Law and jurisprudence

On Stock and Transfer Book and the Remedy of Mandamus

Among the books a stock corporation is required to keep is the stock and transfer book. The stock and transfer book shall contain the following items:

  1. A record of all stocks in the names of the stockholders alphabetically arranged; 
  2. The installments paid and unpaid on all stocks for which subscription has been made, and the date of payment of any installment; 
  3. A statement of every alienation, sale or transfer of stock made, the date thereof, by and to whom made; and 
  4. Such other entries as the by-laws may prescribed.

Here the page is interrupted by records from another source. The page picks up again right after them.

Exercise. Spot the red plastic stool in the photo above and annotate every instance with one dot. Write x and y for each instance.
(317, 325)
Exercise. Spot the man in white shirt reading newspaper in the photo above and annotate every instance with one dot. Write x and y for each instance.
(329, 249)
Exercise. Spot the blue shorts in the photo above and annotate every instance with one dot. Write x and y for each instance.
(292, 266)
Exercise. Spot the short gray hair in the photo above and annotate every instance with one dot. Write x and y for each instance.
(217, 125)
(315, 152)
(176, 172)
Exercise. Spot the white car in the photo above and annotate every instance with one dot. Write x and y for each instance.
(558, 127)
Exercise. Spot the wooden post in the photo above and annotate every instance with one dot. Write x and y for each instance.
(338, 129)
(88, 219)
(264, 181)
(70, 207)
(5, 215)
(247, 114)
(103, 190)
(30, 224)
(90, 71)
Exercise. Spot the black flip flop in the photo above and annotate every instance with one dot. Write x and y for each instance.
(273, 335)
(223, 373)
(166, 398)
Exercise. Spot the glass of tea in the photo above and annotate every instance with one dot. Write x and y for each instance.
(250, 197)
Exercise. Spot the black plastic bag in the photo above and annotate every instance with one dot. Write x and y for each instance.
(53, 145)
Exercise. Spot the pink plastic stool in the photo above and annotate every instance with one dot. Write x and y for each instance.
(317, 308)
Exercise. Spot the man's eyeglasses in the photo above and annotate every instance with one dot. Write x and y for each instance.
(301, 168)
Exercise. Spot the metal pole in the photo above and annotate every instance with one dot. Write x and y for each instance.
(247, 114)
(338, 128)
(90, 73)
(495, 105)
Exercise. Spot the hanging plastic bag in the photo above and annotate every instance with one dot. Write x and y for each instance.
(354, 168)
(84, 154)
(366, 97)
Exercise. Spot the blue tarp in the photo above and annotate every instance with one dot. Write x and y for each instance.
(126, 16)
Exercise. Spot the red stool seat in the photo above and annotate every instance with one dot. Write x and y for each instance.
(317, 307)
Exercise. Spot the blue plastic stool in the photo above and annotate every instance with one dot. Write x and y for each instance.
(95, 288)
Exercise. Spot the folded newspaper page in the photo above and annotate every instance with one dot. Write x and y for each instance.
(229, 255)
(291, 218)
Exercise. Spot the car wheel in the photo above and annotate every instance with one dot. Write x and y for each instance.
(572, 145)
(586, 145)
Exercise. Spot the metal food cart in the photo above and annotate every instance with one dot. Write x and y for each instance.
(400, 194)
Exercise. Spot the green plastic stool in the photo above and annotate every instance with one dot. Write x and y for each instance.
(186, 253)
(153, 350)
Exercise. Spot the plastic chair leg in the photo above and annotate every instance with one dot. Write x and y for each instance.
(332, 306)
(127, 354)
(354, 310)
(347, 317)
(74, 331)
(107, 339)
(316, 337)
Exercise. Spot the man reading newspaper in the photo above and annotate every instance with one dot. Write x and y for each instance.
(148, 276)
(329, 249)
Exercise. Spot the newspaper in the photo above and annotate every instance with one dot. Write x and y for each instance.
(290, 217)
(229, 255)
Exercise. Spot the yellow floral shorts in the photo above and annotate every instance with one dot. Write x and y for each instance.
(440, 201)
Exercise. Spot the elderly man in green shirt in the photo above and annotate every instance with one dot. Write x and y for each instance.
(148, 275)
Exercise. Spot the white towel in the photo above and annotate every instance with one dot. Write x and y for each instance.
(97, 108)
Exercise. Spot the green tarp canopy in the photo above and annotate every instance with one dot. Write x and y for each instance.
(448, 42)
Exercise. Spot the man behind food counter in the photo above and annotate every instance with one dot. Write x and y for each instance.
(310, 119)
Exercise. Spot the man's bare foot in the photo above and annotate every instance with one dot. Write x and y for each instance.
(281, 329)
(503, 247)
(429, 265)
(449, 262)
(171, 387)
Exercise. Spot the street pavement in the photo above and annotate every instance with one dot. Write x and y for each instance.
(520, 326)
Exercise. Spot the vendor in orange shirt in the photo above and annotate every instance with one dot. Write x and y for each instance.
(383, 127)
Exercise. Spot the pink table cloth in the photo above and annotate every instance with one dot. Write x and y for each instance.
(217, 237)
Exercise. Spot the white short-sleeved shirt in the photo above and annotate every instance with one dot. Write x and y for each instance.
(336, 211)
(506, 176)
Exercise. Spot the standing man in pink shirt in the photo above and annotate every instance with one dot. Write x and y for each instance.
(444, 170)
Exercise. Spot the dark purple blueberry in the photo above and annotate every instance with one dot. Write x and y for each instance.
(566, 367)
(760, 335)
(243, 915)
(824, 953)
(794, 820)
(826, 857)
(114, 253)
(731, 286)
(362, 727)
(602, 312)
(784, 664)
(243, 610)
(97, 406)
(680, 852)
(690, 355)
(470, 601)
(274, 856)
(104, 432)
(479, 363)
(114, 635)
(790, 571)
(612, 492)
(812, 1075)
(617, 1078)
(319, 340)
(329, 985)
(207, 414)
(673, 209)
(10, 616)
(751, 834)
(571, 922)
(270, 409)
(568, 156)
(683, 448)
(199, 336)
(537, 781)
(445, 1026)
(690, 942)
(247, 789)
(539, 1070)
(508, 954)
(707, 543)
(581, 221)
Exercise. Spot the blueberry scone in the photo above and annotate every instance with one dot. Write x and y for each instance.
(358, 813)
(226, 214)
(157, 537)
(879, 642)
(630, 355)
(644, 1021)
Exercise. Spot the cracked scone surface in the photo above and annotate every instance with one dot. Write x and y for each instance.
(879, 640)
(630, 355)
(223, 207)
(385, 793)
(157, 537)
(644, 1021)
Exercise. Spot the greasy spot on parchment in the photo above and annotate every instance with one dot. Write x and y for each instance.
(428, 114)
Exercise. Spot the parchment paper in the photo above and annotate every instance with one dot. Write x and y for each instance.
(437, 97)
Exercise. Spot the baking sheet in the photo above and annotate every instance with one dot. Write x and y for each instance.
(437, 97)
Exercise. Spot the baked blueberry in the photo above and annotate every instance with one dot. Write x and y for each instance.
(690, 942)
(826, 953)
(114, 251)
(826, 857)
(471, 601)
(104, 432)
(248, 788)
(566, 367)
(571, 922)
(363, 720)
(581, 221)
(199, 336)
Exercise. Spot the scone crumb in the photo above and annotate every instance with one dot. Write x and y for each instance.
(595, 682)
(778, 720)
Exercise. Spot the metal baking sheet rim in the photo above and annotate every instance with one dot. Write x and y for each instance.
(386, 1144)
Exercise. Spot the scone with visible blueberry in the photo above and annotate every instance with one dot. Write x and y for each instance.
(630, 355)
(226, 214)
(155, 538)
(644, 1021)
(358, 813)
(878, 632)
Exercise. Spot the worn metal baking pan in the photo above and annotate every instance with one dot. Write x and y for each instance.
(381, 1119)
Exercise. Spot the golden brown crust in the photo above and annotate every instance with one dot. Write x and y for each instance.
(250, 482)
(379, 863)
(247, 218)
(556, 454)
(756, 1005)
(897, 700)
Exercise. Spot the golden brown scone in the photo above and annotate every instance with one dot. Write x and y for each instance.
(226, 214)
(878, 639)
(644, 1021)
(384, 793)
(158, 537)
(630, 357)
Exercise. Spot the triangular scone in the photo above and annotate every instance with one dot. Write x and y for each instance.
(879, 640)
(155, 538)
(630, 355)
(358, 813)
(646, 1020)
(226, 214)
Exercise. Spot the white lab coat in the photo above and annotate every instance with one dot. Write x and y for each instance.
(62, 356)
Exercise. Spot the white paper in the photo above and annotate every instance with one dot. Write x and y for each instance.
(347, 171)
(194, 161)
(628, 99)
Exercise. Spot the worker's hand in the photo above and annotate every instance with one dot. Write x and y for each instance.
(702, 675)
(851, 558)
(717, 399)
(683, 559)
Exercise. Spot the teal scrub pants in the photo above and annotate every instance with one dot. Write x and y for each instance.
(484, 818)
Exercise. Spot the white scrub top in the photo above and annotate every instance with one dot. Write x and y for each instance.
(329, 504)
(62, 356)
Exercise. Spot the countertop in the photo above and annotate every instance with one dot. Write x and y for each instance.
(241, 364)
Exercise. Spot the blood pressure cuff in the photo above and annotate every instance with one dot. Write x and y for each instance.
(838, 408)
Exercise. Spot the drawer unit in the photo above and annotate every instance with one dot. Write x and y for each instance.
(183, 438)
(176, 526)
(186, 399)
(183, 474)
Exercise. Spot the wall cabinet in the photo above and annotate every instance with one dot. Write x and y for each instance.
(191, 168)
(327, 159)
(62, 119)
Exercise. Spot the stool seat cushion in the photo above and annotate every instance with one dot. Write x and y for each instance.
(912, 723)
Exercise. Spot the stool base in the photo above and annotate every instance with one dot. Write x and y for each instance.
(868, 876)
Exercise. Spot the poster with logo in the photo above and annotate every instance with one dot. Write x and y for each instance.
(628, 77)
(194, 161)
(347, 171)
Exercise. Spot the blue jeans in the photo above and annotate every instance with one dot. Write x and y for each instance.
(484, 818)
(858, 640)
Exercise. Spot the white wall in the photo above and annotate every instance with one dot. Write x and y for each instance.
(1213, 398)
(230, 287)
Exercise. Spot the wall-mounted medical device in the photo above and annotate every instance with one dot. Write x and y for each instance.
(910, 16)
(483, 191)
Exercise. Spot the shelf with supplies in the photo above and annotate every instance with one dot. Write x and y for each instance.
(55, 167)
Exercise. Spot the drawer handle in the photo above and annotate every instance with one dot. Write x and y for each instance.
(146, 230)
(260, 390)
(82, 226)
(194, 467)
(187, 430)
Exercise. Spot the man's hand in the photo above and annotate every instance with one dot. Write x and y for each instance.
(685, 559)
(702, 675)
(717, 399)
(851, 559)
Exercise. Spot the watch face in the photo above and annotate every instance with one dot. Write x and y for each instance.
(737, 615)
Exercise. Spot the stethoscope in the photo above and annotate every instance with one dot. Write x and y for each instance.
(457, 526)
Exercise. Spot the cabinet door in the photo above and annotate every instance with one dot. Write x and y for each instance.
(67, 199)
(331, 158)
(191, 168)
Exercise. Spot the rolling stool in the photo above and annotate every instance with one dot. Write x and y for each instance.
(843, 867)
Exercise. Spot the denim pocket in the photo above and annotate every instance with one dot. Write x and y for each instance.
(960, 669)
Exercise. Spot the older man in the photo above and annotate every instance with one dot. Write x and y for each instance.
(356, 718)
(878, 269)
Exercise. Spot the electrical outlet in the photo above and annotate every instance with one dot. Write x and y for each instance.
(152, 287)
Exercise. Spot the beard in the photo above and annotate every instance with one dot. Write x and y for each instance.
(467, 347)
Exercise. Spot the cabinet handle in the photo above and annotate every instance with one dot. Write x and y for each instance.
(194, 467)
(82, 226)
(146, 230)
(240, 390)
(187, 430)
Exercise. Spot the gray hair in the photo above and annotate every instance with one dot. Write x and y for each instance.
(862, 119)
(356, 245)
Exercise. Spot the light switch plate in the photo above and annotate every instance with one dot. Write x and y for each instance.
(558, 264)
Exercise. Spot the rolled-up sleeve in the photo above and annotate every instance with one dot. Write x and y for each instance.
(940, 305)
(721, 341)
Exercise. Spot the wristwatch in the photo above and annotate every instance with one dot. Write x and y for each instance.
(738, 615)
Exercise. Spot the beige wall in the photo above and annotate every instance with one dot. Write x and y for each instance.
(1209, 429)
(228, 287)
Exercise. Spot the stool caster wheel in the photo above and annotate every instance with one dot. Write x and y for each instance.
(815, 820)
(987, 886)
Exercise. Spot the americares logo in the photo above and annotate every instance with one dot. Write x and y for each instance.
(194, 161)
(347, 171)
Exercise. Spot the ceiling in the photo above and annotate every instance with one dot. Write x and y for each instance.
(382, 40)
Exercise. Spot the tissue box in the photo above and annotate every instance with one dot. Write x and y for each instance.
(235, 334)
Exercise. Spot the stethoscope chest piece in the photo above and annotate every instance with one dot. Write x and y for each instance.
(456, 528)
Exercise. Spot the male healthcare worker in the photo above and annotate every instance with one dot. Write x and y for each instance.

The law requires that the stock and transfer book be kept in the principal office of the corporation or in the office of its stock transfer agent. It shall be open for inspection by any director or stockholder of the corporation at reasonable hours on business days.

The importance of a stock and transfer book cannot be overemphasized. Until and unless the transfer of the shares of stock is duly recorded in the stock and transfer book of the corporation, it is not binding upon the corporation. As such, the transferee cannot as yet exercise the rights of a stockholder.

Remedy of Madamus

Should the corporation refuse to record the transfer in its stock and transfer book, may the transferee institute an action for mandamus to compel the corporation? This was addressed by the Supreme Court in the case of Andaya v. Rural Bank of Cabadbaran.

Andaya v. Rural Bak of Cabadbaran; G.R. No. 188769; 03 August 2016

It is already settled jurisprudence that the registration of a transfer of shares of stock is a ministerial duty on the part of the corporation. Aggrieved parties may then resort to the remedy of mandamus to compel corporations that wrongfully or unjustifiably refuse to record the transfer or to issue new certificates of stock. This remedy is available even upon the instance of a bona fide transferee who is able to establish a clear legal right to the registration of the transfer. This legal right inherently flows from the transferee’s established ownership of the stocks, a right that has been recognized by this Court as early as in Price v. Martin.